The backdrop of the play is formed by the protests in Mumbai which are strongly reminiscent of the recent riots in the UK. Using the scene of burning Mumbai as a microcosm for global politics, the play raises questions about responsibility and activism.

Commenting on the diasporic element of the play and its female characters, Chauhan said:

“Indian culture has a history of liberated sexuality and in more recent times extreme suppression. Where else do you find films obsessed with love, but no kissing?

“Mumbai itself is a city heavy with sexual energy. Suketu Mehta describes it being ‘under constant state of orgasm.’

“I wanted to explore this dichotomy and the effect this may have on two young people who are at the cusp of East and West ideals. Most of all I wanted to show a liberated Indian woman who, though afraid, is ready to take a risk.”

It is with this thinking that Chauhan penned the Mumbai middle-class wife Divya for whom an extra-marital affair is “guiltless and almost glib”, the modern Mumbai girl Muni who is frustrated by the non-consummation of her childhood love, and the Temple Girl who “as a daughter of the continent embodies all its magic, wisdom and extremes.”

All of these female characters, Chauhan said “have differing beliefs, yet their strength comes from being able to challenge not only those around them, but themselves in the search for their own personal truths.”

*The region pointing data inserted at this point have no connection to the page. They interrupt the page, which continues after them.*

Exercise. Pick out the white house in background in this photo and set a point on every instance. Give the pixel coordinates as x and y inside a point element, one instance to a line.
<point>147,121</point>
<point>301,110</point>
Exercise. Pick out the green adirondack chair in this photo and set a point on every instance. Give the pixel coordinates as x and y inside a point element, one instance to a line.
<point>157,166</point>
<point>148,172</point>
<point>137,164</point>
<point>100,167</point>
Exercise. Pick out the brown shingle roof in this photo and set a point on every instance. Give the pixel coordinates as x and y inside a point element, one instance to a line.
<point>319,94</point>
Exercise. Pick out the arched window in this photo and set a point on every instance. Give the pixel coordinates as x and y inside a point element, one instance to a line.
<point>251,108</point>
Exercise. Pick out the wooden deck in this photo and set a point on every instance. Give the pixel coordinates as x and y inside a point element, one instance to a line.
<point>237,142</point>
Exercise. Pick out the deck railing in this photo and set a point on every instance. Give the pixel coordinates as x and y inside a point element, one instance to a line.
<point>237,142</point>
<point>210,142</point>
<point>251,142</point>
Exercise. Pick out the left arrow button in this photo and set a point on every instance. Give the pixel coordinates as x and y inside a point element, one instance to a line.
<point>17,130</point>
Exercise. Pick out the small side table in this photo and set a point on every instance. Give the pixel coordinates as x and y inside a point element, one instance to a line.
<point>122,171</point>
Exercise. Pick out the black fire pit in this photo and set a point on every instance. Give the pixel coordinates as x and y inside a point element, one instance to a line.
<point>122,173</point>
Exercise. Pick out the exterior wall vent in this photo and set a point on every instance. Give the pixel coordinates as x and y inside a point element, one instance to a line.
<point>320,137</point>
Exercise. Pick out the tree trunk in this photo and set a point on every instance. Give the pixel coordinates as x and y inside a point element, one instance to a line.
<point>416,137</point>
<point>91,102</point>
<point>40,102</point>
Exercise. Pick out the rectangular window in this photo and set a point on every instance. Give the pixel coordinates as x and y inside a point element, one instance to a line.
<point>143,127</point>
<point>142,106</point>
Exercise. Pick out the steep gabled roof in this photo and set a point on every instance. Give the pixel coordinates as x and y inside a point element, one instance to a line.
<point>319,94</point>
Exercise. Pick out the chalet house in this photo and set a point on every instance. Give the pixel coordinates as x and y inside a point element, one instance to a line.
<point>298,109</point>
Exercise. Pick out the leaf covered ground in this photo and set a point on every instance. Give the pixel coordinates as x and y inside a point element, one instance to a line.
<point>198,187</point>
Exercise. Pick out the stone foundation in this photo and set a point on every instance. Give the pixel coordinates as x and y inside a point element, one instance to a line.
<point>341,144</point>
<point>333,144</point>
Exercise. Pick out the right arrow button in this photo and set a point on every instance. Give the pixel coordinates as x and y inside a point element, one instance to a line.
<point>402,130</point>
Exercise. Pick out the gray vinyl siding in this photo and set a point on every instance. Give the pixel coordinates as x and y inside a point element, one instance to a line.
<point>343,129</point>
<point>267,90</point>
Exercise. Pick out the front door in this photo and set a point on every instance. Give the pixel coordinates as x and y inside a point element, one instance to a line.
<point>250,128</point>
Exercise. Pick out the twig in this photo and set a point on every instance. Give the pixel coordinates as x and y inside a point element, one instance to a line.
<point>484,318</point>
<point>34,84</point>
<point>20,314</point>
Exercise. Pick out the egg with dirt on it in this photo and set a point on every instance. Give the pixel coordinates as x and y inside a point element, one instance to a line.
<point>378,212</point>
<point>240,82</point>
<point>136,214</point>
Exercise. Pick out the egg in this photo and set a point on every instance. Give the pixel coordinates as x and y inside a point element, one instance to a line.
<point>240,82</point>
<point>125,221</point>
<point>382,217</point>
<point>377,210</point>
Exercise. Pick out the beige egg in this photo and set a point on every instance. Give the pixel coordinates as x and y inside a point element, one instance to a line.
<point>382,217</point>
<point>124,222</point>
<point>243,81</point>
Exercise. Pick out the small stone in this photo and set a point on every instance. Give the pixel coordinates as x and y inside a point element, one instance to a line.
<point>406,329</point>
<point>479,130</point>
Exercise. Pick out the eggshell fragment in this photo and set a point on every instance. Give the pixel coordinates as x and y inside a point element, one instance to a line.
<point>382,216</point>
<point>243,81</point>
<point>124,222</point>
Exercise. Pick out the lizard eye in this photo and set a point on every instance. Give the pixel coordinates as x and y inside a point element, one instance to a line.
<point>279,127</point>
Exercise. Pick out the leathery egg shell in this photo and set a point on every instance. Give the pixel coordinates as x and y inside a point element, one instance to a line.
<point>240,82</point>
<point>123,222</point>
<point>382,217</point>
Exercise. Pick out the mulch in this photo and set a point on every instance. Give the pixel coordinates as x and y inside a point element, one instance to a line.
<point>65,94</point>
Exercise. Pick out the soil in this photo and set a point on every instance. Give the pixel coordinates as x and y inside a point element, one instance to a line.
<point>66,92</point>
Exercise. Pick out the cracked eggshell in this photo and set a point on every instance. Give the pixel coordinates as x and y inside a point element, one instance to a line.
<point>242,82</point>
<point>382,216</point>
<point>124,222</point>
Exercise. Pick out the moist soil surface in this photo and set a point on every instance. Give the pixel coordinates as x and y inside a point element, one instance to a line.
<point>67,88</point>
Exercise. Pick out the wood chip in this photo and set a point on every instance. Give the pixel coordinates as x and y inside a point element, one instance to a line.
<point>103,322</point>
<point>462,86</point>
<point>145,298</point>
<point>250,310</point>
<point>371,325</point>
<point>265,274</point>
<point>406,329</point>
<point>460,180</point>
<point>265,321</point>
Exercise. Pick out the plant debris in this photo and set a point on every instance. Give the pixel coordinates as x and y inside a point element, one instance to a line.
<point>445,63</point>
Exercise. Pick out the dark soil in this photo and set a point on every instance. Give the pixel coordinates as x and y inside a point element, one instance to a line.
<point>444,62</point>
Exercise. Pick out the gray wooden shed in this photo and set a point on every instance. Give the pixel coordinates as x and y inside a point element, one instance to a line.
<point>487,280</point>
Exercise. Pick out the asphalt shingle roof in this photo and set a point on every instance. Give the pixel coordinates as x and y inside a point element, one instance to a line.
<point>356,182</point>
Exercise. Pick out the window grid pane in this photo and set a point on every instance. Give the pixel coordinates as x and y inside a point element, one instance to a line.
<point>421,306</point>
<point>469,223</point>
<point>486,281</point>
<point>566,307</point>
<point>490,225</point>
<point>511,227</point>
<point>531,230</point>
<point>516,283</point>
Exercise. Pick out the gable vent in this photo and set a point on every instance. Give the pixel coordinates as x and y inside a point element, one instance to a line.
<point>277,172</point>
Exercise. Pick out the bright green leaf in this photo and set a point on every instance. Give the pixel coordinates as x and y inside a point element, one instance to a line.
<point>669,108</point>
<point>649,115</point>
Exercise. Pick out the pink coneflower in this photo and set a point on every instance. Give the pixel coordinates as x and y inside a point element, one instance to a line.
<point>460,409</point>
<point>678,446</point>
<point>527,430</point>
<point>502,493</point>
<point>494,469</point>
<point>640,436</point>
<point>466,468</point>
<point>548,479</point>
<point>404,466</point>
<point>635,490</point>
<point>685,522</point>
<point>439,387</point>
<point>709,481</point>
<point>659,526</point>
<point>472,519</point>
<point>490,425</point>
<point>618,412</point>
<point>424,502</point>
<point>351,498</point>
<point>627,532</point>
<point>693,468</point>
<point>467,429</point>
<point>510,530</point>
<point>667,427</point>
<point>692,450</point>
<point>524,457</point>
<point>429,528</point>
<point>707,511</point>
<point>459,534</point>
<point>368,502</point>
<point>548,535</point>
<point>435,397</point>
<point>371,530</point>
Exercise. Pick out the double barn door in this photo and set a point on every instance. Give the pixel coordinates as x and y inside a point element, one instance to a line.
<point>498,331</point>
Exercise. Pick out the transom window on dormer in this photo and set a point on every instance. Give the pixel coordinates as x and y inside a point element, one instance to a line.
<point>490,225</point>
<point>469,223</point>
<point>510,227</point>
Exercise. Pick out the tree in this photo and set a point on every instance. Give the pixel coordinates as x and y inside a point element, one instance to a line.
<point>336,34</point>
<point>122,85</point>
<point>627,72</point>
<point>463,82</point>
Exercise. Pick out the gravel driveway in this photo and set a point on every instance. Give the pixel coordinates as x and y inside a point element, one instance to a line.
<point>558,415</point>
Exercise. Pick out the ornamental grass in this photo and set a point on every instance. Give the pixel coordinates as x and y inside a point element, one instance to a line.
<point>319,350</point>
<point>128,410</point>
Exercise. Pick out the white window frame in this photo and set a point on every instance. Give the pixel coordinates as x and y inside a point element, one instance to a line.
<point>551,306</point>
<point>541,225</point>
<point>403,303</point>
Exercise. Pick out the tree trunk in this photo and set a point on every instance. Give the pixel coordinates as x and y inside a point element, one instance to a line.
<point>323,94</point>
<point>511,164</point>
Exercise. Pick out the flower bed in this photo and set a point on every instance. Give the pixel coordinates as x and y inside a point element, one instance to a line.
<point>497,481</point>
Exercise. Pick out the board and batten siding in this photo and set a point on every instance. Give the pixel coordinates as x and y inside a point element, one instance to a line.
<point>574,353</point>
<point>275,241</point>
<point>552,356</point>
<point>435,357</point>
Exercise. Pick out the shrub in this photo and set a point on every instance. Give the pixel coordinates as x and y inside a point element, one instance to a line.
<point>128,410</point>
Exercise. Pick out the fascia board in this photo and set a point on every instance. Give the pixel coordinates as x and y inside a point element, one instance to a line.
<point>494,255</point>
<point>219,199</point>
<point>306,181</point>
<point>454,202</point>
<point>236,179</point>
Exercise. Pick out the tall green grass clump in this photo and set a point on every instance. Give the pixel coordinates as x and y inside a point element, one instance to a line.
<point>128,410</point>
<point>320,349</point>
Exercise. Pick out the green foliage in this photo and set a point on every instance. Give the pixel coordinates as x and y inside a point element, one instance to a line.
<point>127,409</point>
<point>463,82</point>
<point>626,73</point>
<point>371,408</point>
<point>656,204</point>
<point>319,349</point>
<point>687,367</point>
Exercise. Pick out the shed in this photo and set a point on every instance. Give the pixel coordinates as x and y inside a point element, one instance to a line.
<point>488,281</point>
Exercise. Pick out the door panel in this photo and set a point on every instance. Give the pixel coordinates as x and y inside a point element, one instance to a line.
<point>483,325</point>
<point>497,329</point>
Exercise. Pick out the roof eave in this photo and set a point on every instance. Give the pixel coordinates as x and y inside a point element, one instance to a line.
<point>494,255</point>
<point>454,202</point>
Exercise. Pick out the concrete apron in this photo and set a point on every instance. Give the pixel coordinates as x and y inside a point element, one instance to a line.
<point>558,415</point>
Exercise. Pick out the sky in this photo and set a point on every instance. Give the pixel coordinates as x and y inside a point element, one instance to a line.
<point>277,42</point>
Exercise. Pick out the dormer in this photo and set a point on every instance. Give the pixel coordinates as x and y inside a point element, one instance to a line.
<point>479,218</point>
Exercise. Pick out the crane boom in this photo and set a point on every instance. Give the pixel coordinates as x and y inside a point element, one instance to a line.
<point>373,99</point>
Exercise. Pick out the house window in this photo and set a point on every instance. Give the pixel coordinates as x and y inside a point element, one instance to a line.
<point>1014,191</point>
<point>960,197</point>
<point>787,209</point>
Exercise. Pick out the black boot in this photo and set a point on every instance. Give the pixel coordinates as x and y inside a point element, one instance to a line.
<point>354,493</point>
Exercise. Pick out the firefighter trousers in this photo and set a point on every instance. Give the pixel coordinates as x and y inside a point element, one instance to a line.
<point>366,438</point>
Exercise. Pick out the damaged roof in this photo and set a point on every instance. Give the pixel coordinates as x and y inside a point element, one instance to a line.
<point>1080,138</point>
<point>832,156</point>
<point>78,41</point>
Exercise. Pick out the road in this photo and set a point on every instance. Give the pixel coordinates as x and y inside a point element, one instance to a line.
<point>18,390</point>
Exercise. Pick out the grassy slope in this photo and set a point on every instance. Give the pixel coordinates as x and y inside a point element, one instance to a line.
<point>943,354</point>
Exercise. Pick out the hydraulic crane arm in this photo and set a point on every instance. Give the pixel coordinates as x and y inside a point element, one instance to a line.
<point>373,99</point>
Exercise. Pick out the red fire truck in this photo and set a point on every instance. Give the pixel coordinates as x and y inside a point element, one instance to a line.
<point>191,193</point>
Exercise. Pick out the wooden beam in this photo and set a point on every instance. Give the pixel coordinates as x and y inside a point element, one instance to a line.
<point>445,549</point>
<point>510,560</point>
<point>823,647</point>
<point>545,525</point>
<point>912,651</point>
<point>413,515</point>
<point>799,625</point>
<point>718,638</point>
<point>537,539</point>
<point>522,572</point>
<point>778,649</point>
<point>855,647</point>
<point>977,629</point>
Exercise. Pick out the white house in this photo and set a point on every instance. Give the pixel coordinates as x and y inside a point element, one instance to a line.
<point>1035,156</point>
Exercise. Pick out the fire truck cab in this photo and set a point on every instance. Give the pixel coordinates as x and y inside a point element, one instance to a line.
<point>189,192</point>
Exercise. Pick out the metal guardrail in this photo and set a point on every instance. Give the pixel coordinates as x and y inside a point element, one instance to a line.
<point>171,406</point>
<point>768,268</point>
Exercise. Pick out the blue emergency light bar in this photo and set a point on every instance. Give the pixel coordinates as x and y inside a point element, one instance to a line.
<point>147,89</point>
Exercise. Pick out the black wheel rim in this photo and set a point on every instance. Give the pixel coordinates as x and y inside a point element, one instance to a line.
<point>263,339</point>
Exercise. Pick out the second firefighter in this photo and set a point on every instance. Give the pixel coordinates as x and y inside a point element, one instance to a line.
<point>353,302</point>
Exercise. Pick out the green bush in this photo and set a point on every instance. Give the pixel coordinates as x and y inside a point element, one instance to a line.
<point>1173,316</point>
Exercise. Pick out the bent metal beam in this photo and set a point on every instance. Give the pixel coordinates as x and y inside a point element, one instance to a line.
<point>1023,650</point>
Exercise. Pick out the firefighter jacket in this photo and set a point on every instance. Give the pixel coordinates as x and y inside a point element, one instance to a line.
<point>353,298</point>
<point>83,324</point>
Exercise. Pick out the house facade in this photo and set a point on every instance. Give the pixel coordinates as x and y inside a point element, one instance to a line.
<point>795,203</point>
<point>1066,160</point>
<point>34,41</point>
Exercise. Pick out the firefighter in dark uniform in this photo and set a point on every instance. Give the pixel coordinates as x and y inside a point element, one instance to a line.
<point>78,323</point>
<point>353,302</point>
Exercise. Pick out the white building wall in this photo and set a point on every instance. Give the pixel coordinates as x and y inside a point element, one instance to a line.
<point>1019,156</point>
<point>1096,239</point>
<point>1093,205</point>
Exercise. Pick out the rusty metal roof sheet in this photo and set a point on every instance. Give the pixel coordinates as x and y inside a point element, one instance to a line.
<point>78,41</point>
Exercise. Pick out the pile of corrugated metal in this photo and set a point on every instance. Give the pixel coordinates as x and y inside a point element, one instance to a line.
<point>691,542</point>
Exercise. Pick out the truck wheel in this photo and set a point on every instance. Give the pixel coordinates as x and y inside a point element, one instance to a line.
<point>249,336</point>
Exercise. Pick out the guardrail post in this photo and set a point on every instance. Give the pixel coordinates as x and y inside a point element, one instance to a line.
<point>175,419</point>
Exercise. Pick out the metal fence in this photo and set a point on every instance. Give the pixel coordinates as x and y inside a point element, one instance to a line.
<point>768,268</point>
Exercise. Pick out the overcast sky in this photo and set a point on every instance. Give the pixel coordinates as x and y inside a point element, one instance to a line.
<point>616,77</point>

Particularly intriguing is the Temple Girl, the energy behind all activity on the stage. Her reverence to Kali Ma, the Goddess of Strength (worshipped especially in Bengal), was embodied in her.

Through her character Chauhan explores the deification of women in Hindu culture:

“The deification of Hindu women…is a residue from earlier times when Hinduism was much more matriarchal and the ‘mother goddess’ played a greater role than her male counterparts.

“As that’s changed, in Hinduism and many other religions, and the predominant figures are male, the traits for femininity have become constricted.

“One of these is ‘pure’ woman – the woman who is ‘Goddess like’. The main issue I have with this approach is not just that it is in total contrast to the lives of everyday women, and therefore an unattainable ideal, but that it allows no complexity both in the spiritual and earthly realms.”

Rhyming in their explorations, both ‘Purnjanam/Born Again’ and ‘Endless Light’ contain a strong and refreshing female diasporic voice. The characters are complex and real, the ideas are pertinent and the performance intriguing.

Rabindranath Tagore once wrote: “And just because woman has been insulated, has been living in a sort of obscurity, behind man, I think she will have her compensation in the civilization which is waiting to come.”

Dare I say that that civilisation has arrived? ‘Tagore’s Women’ made me think that it has.